BMC Genomics. 2009; 10: 486.
Published online Oct 21, 2009. doi:  10.1186/1471-2164-10-486
PMCID: PMC2770533
KAIKObase: An integrated silkworm genome database and data mining tool
Michihiko Shimomura,1 Hiroshi Minami,1 Yoshitaka Suetsugu,2 Hajime Ohyanagi,1 Chikatada Satoh,1 Baltazar Antonio,3 Yoshiaki Nagamura,3 Keiko Kadono-Okuda,2 Hideyuki Kajiwara,3 Hideki Sezutsu,2 Javaregowda Nagaraju,4 Marian R Goldsmith,5 Qingyou Xia,6 Kimiko Yamamoto,corresponding author2 and Kazuei Mita2
1Mitsubishi Space Software Co. Ltd., Takezono, Tsukuba, Ibaraki 305-0032, Japan
2National Institute of Agrobiological Sciences, Owashi, Tsukuba, Ibaraki 305-8634, Japan
3National Institute of Agrobiological Sciences, Kannondai, Tsukuba, Ibaraki 305-8602, Japan
4Centre for DNA Fingerprinting & Diagnostics, Nampally, Hyderabad-500001, India
5Biological Sciences Department, University of Rhode Island, Kingston, Rhode Island 02881-0816, USA
6The Institute of Agricultural and Life Sciences, Chongqing University, Chongqing 400030, PR China
corresponding authorCorresponding author.

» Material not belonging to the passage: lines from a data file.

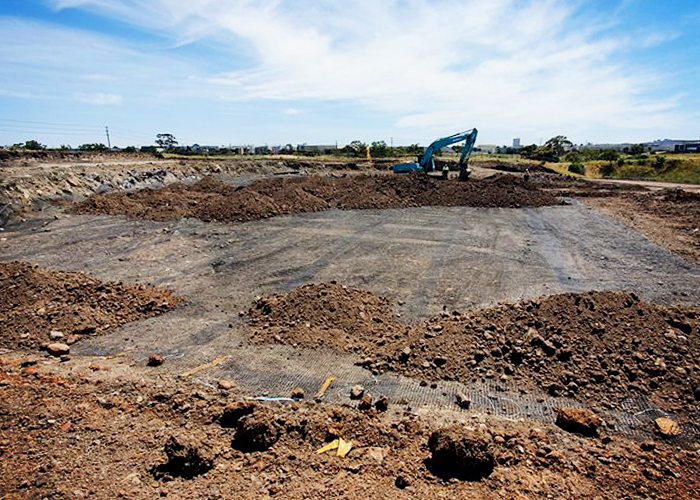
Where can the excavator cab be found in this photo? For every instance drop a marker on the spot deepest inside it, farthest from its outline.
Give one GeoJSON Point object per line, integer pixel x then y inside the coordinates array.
{"type": "Point", "coordinates": [426, 163]}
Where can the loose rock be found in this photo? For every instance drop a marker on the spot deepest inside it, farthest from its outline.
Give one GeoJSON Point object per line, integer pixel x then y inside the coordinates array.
{"type": "Point", "coordinates": [57, 349]}
{"type": "Point", "coordinates": [155, 360]}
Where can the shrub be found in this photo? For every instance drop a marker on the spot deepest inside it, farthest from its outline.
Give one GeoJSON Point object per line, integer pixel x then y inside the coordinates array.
{"type": "Point", "coordinates": [577, 168]}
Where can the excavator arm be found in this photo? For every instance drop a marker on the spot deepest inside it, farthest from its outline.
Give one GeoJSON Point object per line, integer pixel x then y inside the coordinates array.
{"type": "Point", "coordinates": [426, 163]}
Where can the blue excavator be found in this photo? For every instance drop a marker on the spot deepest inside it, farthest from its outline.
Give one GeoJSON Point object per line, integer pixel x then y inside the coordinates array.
{"type": "Point", "coordinates": [426, 162]}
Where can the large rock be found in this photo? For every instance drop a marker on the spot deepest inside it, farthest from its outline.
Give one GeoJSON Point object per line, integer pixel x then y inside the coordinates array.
{"type": "Point", "coordinates": [578, 420]}
{"type": "Point", "coordinates": [462, 453]}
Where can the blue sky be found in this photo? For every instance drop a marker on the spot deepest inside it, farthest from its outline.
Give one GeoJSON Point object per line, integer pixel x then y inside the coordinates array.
{"type": "Point", "coordinates": [322, 71]}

Michihiko Shimomura: shimomur/at/mi.mss.co.jp; Hiroshi Minami: minami/at/tkb.mss.co.jp; Yoshitaka Suetsugu: suetsugu/at/affrc.go.jp; Hajime Ohyanagi: yana/at/mi.mss.co.jp; Chikatada Satoh: satoh/at/mi.mss.co.jp; Baltazar Antonio: antonio/at/nias.affrc.go.jp; Yoshiaki Nagamura: nagamura/at/nias.affrc.go.jp; Keiko Kadono-Okuda: kadono/at/affrc.go.jp; Hideyuki Kajiwara: kajiwara/at/affrc.go.jp; Hideki Sezutsu: hsezutsu/at/affrc.go.jp; Javaregowda Nagaraju: jnagaraju/at/cdfd.org.in; Marian R Goldsmith: mki101/at/uri.edu; Qingyou Xia: xiaqy/at/swu.edu.cn; Kimiko Yamamoto: kiya/at/nias.affrc.go.jp; Kazuei Mita: kmita/at/nias.affrc.go.jp
Received July 21, 2009; Accepted October 21, 2009.
Background
The silkworm, Bombyx mori, is one of the most economically important insects in many developing countries owing to its large-scale cultivation for silk production. With the development of genomic and biotechnological tools, B. mori has also become an important bioreactor for production of various recombinant proteins of biomedical interest. In 2004, two genome sequencing projects for B. mori were reported independently by Chinese and Japanese teams; however, the datasets were insufficient for building long genomic scaffolds which are essential for unambiguous annotation of the genome. Now, both the datasets have been merged and assembled through a joint collaboration between the two groups.
Description
Integration of the two data sets of silkworm whole-genome-shotgun sequencing by the Japanese and Chinese groups together with newly obtained fosmid- and BAC-end sequences produced the best continuity (~3.7 Mb in N50 scaffold size) among the sequenced insect genomes and provided a high degree of nucleotide coverage (88%) of all 28 chromosomes. In addition, a physical map of BAC contigs constructed by fingerprinting BAC clones and a SNP linkage map constructed using BAC-end sequences were available. In parallel, proteomic data from two-dimensional polyacrylamide gel electrophoresis in various tissues and developmental stages were compiled into a silkworm proteome database. Finally, a Bombyx trap database was constructed for documenting insertion positions and expression data of transposon insertion lines.
Conclusion
For efficient usage of genome information for functional studies, genomic sequences, physical and genetic map information and EST data were compiled into KAIKObase, an integrated silkworm genome database which consists of 4 map viewers, a gene viewer, and sequence, keyword and position search systems to display results and data at the level of nucleotide sequence, gene, scaffold and chromosome. Integration of the silkworm proteome database and the Bombyx trap database with KAIKObase led to a high-grade, user-friendly, and comprehensive silkworm genome database which is now available from URL: http://sgp.dna.affrc.go.jp/KAIKObase/.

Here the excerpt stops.